- Between 6,000 and 8,000 people were killed in the massacre, the U.N. says
- The Bosnian town of Srebrenica was overrun by Serb forces in 1995
- It was later described as the worst atrocity on European soil since the Second World War
- The killings were carried out by ultra-nationalist forces bent on carving up Bosnia
Nearly two decades after the Srebrenica massacre left thousands of Muslim boys and men dead, a former Bosnian Serb intelligence chief was sentenced Wednesday to life in prison for his role in their slaughter.
The Yugoslavia war crimes tribunal found Zdravko Tolimir guilty of genocide, conspiracy to commit genocide and other crimes committed in the eastern Bosnian town of Srebrenica, which was overrun by Serb forces in 1995 in what later was described as the worst atrocity on European soil since the Second World War.
The killings, part of the war's so-called "ethnic cleansing," were carried out by ultra-nationalist forces bent on carving up Bosnia based on religious and ethnic affiliations.
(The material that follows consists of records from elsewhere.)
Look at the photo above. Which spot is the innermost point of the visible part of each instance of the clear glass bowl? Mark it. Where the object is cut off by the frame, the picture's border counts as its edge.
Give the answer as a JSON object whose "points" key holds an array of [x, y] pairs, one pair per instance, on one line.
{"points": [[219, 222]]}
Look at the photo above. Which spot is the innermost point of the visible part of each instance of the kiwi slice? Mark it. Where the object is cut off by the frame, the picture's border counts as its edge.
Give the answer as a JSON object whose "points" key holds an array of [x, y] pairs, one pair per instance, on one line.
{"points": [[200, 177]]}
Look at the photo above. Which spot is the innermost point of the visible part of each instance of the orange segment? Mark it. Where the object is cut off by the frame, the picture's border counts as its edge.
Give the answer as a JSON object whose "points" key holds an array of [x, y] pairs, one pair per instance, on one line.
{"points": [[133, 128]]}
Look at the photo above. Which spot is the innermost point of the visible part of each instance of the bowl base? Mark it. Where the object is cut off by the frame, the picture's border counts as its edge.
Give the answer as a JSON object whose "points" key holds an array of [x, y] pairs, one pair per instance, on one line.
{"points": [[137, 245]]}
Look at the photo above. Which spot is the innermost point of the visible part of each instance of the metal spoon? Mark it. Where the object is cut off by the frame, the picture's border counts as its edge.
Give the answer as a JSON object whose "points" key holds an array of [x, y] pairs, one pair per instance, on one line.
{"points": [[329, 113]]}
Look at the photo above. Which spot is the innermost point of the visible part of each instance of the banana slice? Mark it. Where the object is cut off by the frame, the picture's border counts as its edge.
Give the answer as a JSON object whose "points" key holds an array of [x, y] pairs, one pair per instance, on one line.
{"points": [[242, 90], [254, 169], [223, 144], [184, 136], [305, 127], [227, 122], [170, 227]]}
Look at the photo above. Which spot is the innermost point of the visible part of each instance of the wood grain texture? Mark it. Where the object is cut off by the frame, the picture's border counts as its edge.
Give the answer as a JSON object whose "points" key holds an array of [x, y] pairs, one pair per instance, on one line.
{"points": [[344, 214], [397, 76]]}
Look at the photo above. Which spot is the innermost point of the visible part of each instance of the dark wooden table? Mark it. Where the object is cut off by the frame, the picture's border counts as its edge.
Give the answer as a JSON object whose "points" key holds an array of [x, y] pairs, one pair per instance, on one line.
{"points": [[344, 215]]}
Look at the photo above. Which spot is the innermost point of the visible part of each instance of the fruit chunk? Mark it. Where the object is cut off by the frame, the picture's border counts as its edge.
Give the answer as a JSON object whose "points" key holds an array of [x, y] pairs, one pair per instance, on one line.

Between 6,000 and 8,000 people were killed in the massacre, according to the United Nations.
The court, based at The Hague, Netherlands, found that "the harm inflicted upon these men rises to the level of serious bodily and mental harm and constitute acts of genocide."
Tolimir's trial had been one of 12 criminal proceedings reviewed by the United Nation's International Criminal Tribunal for the former Yugoslavia, which has indicted 161 people for "serious violations of humanitarian law" occurring between 1991 and 2001.
Tolimir is thought to have been a top aide to Ratko Mladic, a Bosnian Serb military commander captured in Serbia in 2011. Mladic was considered the last of the top commanders of the war to be accounted for and is currently on trial at The Hague for genocide.
The 1992 to 1995 war in Bosnia war left tens of thousands dead, and hundreds of thousands displaced.